Cyber Threat Advisory: SilentBanker
Category: Trojan Horse
Level of Sophistication: 4.2 High
Level of Threat: 3.5 Moderate
Scale of Threat: 1.2 Low (400+)
First Noticed: Mid 2007
Suspected Source: Organized Crime Extremist Groups
Overview: This cyber threat has already struck over 400 banks in the U.S. Canada, France, Spain, Ireland, the UK, Finland and Turkey. The malicious code has the ability to get around two-factor authentication and the capability to distribute other Trojan software as well as to update itself. The scale and sophistication of this banking Trojan is worrying, even for someone who sees banking Trojans on a daily basis.
Operation: This software is downloaded to an unsuspected computer. It contains a configuration file that includes domain names of over 400 banks. The banks include large U.S. banks and also banks in at least seven other countries and the list is growing.

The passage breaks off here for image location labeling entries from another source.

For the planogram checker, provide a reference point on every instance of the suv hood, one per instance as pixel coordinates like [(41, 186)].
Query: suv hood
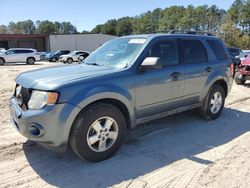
[(54, 77)]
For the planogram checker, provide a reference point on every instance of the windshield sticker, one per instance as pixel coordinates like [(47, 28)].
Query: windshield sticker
[(137, 41)]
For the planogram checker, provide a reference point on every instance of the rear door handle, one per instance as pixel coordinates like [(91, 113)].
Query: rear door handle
[(208, 69), (175, 75)]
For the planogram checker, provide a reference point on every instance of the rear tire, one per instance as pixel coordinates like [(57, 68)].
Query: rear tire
[(98, 132), (239, 80), (2, 61), (30, 60), (213, 104), (69, 61)]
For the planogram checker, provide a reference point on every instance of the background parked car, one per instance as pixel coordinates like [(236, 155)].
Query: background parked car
[(2, 50), (243, 71), (243, 55), (43, 55), (234, 51), (16, 55), (74, 56), (53, 57)]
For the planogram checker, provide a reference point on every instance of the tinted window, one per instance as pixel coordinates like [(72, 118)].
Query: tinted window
[(167, 52), (218, 49), (194, 51), (24, 51)]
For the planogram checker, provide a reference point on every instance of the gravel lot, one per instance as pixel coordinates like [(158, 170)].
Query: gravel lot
[(178, 151)]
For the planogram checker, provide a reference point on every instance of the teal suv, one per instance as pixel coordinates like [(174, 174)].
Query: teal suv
[(125, 82)]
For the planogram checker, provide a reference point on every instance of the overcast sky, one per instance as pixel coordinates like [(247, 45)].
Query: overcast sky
[(84, 14)]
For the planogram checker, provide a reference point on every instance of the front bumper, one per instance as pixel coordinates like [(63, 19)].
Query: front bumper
[(53, 123), (63, 60)]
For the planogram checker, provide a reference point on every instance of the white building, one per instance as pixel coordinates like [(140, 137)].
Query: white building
[(88, 42)]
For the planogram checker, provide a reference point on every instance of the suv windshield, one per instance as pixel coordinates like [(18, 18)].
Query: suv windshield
[(117, 53)]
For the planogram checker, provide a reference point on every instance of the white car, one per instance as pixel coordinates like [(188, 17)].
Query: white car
[(2, 50), (74, 56), (16, 55)]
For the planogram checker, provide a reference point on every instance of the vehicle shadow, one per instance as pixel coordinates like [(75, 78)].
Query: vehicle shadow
[(149, 147), (21, 64)]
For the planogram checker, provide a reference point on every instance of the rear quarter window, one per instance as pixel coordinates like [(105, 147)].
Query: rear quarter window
[(218, 49), (194, 51)]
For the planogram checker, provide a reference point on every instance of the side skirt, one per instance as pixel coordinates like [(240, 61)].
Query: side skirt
[(163, 114)]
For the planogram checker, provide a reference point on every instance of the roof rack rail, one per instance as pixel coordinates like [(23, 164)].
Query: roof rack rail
[(190, 32)]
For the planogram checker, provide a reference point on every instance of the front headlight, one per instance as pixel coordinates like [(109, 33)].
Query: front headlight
[(39, 99)]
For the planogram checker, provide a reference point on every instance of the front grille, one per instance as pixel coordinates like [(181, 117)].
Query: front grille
[(23, 97)]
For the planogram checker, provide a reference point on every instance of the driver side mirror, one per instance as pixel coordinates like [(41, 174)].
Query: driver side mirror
[(151, 63)]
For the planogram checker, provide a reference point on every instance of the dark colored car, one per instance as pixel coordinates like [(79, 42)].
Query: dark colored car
[(125, 82), (53, 57), (242, 71), (234, 51)]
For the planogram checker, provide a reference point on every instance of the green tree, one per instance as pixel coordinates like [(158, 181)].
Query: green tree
[(68, 28), (3, 29), (26, 27), (171, 18), (124, 26), (109, 27), (46, 27), (97, 29)]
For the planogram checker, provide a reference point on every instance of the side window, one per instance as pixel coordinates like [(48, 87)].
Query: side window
[(167, 51), (218, 49), (79, 53), (194, 51), (9, 52)]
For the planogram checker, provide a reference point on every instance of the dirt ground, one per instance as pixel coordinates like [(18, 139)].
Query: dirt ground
[(178, 151)]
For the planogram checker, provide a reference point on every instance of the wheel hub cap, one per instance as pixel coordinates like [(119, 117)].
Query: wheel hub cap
[(216, 103), (102, 134)]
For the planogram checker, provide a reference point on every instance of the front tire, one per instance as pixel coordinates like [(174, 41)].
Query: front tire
[(69, 61), (30, 61), (53, 59), (213, 105), (2, 61), (98, 132), (239, 79)]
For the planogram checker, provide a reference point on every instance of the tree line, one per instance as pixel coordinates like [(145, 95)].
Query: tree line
[(233, 25), (39, 27)]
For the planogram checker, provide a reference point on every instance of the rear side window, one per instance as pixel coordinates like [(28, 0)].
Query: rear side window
[(23, 51), (218, 49), (194, 51), (167, 51)]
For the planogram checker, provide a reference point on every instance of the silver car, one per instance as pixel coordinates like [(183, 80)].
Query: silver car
[(16, 55), (74, 56)]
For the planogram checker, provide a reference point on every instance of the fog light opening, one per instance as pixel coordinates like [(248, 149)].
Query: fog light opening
[(35, 130)]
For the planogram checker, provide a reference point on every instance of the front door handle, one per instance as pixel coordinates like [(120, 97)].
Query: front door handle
[(208, 69), (175, 75)]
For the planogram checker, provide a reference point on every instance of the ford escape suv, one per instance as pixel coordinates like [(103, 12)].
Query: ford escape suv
[(126, 82), (16, 55)]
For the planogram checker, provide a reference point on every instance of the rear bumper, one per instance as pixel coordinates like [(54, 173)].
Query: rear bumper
[(50, 125)]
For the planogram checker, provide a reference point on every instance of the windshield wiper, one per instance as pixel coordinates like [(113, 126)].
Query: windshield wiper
[(95, 64)]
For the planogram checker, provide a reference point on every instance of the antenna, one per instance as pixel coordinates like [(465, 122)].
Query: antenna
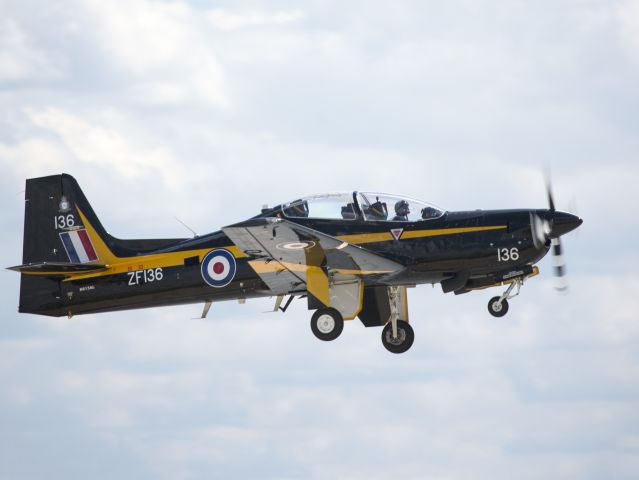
[(187, 227)]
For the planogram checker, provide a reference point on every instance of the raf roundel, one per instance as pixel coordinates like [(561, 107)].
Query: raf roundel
[(218, 268)]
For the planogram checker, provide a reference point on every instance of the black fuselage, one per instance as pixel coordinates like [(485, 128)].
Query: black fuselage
[(464, 250)]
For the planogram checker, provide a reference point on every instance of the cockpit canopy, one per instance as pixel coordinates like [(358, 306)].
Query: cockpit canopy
[(370, 206)]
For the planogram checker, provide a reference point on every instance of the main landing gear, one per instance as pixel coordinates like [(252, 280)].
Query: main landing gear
[(327, 324), (397, 336), (498, 306)]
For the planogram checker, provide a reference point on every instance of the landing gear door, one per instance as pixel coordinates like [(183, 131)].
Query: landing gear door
[(347, 298), (376, 310)]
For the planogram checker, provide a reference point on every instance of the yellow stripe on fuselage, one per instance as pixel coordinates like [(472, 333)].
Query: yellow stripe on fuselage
[(360, 238), (117, 265)]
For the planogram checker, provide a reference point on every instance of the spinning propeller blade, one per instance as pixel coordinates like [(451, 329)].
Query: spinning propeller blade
[(551, 226)]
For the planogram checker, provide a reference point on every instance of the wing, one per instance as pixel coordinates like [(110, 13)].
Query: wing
[(290, 257)]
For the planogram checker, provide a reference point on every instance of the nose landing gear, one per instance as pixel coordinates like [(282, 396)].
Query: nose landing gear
[(498, 306)]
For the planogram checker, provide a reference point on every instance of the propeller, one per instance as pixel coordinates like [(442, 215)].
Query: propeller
[(551, 226)]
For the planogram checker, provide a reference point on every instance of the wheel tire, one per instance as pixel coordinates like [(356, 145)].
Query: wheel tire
[(497, 310), (327, 324), (404, 340)]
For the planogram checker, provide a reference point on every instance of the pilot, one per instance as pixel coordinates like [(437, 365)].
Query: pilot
[(401, 211), (429, 212)]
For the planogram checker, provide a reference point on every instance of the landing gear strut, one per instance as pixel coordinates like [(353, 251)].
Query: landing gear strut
[(327, 324), (498, 306), (398, 335)]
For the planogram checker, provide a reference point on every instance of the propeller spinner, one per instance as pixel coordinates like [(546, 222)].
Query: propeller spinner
[(550, 225)]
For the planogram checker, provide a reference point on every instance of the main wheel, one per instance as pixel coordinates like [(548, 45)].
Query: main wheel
[(404, 340), (496, 309), (327, 324)]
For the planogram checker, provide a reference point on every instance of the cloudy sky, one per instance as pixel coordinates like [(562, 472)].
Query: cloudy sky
[(208, 110)]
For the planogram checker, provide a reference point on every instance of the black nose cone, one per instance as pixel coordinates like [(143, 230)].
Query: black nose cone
[(563, 222)]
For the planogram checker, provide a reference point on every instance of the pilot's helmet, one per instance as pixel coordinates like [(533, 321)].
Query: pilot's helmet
[(401, 208)]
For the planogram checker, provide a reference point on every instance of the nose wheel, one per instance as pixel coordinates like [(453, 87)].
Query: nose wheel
[(498, 306), (400, 342), (327, 324)]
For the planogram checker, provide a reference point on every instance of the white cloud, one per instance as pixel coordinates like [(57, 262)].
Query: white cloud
[(163, 45), (21, 59), (101, 145), (232, 20), (628, 20)]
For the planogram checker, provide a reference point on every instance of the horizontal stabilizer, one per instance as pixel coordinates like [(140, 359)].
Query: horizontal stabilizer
[(57, 268)]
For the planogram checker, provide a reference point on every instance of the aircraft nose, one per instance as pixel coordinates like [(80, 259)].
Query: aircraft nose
[(563, 223)]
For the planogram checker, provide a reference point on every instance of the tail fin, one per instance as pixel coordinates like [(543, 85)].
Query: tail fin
[(54, 231), (63, 233)]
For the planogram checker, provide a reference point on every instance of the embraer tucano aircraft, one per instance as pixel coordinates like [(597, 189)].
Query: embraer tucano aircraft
[(350, 255)]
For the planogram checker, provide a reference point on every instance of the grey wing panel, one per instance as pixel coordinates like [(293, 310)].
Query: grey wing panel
[(295, 246)]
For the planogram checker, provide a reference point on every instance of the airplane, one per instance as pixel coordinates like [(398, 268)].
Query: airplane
[(350, 255)]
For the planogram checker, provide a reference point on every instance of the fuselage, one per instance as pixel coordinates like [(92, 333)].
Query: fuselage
[(482, 244)]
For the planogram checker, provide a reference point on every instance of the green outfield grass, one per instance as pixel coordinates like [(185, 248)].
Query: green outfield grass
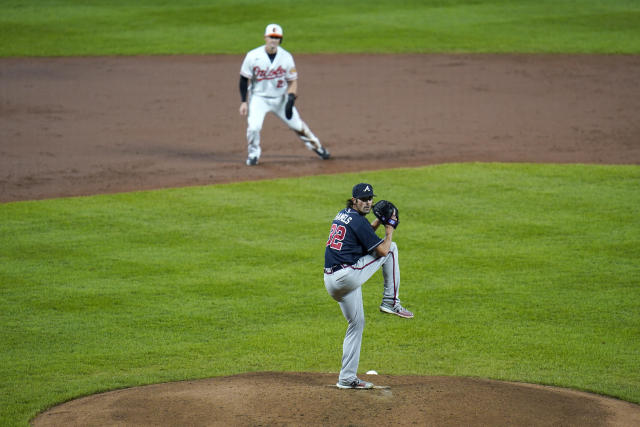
[(518, 272), (116, 27)]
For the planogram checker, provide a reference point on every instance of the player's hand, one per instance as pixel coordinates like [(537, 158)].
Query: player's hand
[(288, 109)]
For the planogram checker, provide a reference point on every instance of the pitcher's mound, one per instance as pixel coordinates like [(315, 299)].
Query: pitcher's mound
[(275, 398)]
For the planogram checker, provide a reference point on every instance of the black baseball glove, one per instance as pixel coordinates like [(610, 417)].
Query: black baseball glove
[(288, 109), (384, 211)]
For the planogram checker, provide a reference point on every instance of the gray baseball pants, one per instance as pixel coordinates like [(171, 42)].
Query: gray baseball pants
[(345, 286)]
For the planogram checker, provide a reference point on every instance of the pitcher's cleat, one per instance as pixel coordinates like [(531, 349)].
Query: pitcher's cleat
[(397, 309), (357, 384)]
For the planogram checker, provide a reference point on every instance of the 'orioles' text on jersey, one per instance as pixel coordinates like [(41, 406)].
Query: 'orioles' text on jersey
[(350, 238), (269, 79)]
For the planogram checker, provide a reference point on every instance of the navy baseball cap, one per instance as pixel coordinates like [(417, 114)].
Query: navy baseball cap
[(362, 190)]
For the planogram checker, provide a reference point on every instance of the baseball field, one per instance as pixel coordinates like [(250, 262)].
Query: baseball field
[(148, 277)]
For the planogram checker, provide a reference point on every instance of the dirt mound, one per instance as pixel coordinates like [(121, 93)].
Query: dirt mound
[(312, 399)]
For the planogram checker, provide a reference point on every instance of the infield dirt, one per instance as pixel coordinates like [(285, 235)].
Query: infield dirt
[(83, 126)]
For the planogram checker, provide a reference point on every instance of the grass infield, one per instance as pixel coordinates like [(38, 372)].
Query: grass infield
[(117, 27), (519, 272)]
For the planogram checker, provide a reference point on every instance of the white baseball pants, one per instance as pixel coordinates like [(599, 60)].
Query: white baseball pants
[(259, 106)]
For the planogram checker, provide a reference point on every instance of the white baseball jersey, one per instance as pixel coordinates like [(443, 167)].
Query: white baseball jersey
[(269, 79)]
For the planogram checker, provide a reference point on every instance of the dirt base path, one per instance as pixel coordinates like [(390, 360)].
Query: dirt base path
[(82, 126)]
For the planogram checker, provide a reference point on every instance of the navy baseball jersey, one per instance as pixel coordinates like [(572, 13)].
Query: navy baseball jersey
[(351, 237)]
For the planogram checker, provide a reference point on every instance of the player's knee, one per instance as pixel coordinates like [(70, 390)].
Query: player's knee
[(357, 322), (253, 135)]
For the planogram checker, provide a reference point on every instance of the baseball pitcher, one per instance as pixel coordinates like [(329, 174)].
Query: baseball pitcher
[(353, 253), (269, 75)]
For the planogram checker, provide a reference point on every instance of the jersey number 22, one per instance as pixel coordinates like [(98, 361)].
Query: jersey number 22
[(336, 236)]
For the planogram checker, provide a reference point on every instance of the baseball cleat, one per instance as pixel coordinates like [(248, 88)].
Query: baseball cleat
[(322, 152), (397, 309), (356, 384), (252, 161)]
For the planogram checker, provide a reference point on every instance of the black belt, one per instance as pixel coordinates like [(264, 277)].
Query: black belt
[(335, 268)]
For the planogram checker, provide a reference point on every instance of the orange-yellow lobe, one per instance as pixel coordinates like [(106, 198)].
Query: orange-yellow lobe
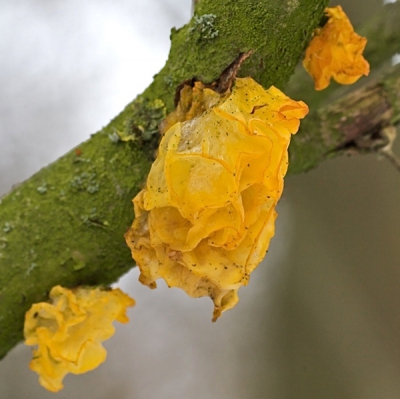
[(206, 216), (336, 52), (68, 331)]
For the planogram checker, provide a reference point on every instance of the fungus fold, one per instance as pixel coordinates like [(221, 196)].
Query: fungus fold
[(336, 52), (68, 331), (206, 215)]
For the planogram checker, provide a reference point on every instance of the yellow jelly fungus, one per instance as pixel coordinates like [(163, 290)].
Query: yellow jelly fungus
[(336, 52), (206, 215), (69, 330)]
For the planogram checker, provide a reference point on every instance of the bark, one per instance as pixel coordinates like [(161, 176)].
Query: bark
[(65, 225)]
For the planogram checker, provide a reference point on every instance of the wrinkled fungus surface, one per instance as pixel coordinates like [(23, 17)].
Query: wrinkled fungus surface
[(68, 331), (336, 52), (206, 215)]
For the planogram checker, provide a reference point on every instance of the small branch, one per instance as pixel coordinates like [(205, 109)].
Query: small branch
[(355, 123), (65, 225)]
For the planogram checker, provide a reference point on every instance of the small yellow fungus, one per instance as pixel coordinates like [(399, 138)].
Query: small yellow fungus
[(336, 52), (68, 332), (206, 215)]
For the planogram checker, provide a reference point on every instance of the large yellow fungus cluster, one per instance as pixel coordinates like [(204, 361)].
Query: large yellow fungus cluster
[(336, 52), (68, 332), (206, 215)]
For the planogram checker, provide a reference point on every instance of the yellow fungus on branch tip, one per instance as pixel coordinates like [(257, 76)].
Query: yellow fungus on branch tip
[(68, 331), (206, 216), (336, 52)]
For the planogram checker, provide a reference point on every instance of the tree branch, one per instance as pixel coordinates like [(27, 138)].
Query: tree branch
[(351, 123), (65, 225)]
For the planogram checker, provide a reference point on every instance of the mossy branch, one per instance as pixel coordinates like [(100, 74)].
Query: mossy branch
[(65, 225)]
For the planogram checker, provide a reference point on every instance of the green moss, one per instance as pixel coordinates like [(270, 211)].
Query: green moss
[(65, 225)]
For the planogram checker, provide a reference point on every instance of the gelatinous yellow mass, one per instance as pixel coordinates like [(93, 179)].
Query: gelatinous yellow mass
[(206, 216), (68, 332), (336, 52)]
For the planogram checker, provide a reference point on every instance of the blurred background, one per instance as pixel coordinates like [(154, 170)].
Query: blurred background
[(320, 318)]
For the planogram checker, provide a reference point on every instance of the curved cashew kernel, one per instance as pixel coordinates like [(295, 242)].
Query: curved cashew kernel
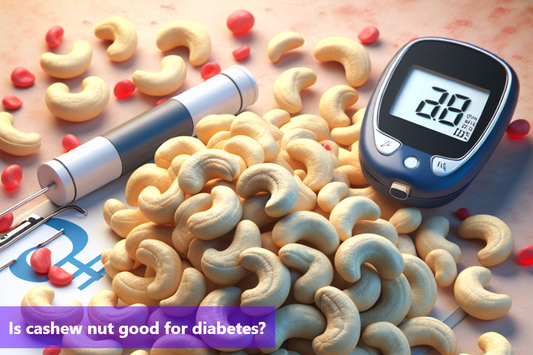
[(365, 292), (288, 85), (274, 278), (80, 106), (190, 293), (247, 148), (315, 124), (423, 286), (344, 326), (387, 338), (492, 230), (309, 227), (160, 207), (297, 321), (352, 55), (350, 210), (224, 266), (283, 42), (174, 147), (69, 65), (432, 332), (188, 34), (470, 293), (146, 175), (315, 266), (393, 305), (169, 79), (372, 249), (379, 226), (406, 220), (442, 264), (123, 34), (274, 179), (223, 215), (407, 246), (333, 103), (15, 142), (277, 117), (317, 160), (432, 235)]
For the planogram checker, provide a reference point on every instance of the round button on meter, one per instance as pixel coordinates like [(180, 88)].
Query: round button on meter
[(438, 112)]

This Trojan is a derivative of the older man-in-the-middle (MitM) attacks and becomes a man-in-the browser (MitB) type exploit. The exploit intercepts valid transactions that use two-factor authentication and silently changes the userentered destination bank account details to the attacker's account details. Silent- Banker intercepts authentication traffic before it is encrypted so that even if using SSL, the exploit can still take place. As with MitM, MitB style malicious code exploits the collection of user data stolen from valid transactions and the self updating capability are two characteristics that makes this attack very concerning to security experts, banking officials and international law enforcement.
Investigating Agencies Include: Interpol, Scotland Yard, the FBI, KRP (Finland’s FBI) and possibly more than a dozen other agencies.